Providing credentials for Cassandra in a Spark application

This procedure describes how to write a Spark application that uses password authentication. The SparkContext is not authenticated. The authentication pertains to connecting Spark to Cassandra, not authenticating Spark components between each other.
  1. Include the instruction in your application to import the DseSparkConfHelper package.
    import com.datastax.bdp.spark.DseSparkConfHelper._
  2. Set authentication properties.
    System.setProperty(“cassandra.username”, xxx)
    System.setProperty(“cassandra.password”, yyy) 
  3. Create a new SparkContext, passing SparkConf.forDSE as an argument. The .forDSE method extends the SparkConf object for DataStax Enterprise.
    new SparkContext(args(0), "PortfolioDemo", 
    new SparkConf().setJars(Array(myJar)).forDse)
    If the ~/.dserc file is not configured, use the DseSparkConfHelper method to find properties in the format Dprop=value and pass them to the System properties automatically. You call setSystemPropertiesFromArgs(args) where args are command line arguments passed to the main method.

Kerberos authentication

Kerberos authentication pertains to connecting Spark to Cassandra, not authenticating Spark components between each other. The Spark Web UI is not secured and might show the Spark configuration, including delegation token when using Kerberos.

SSL

Client-to-node encryption protects data in flight for the Spark Executor to Cassandra connections by establishing a secure channel between the client and the coordinator node. SSL is fully distributed and does not require setting up a shared authentication service. You need to prepare server certificates and enable client-to-node SSL.

Security limitations

DataStax Enterprise is limited in securing Spark data:

  • Client-to-node encryption using SSL is supported for Spark Executor to Cassandra connections only.
  • Spark executors run under the same user account as DataStax Enterprise.
  • The Spark Web UI is not secured and might show the Spark configuration, including username, password, or delegation token when Kerberos is used.
DataStax recommends the following security practices:
  • Expose Spark components to trusted users only.
  • Allow only trusted users to access the file system.

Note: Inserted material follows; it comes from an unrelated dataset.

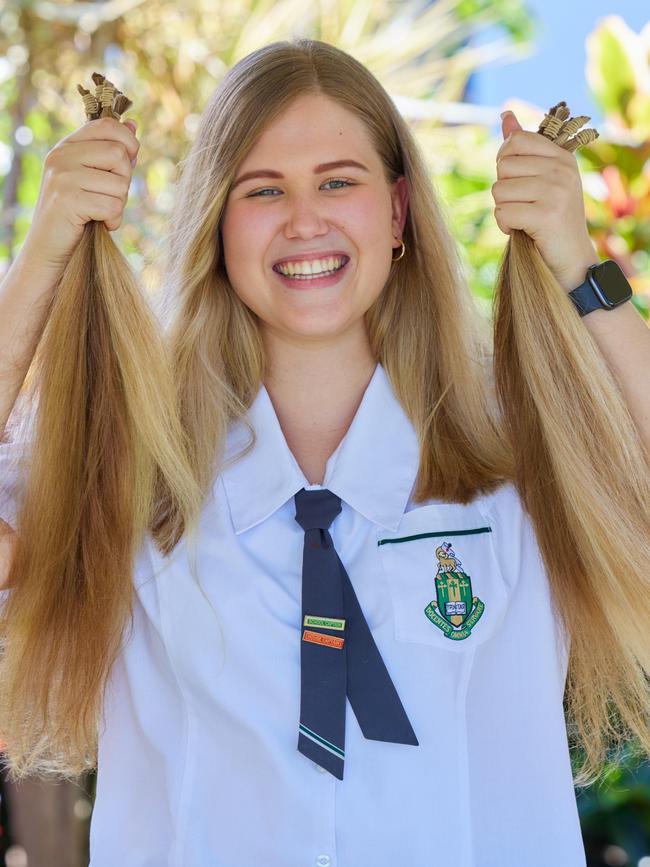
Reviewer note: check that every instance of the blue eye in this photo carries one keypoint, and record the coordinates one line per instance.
(331, 181)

Because Spark executors run under the same user account as DataStax Enterprise, an unapproved user can execute a potentially malicious Spark program that can access the file system on the nodes. System files as well as Cassandra SSTables are vulnerable. Users who cannot access Cassandra files on the node, but who you entrust with your file system, can access temporary directories where RDD fragments are stored temporarily. Having sufficient privileges, a user can also execute malicious system commands. Using password authentication, LDAP, or Kerberos to secure Cassandra makes no sense unless you restrict direct access to the file system.

Note: When user credentials are specified in the dse command line, like dse -u username -p password, the credentials are present in the logs of Spark workers when the driver is run in cluster mode. The Spark Master, Worker, Executor, and Driver logs might include sensitive information. Sensitive information includes passwords and digest authentication tokens for Kerberos authentication mode that are passed in the command line or Spark configuration. DataStax recommends using only safe communication channels like VPN and SSH to access the Spark user interface.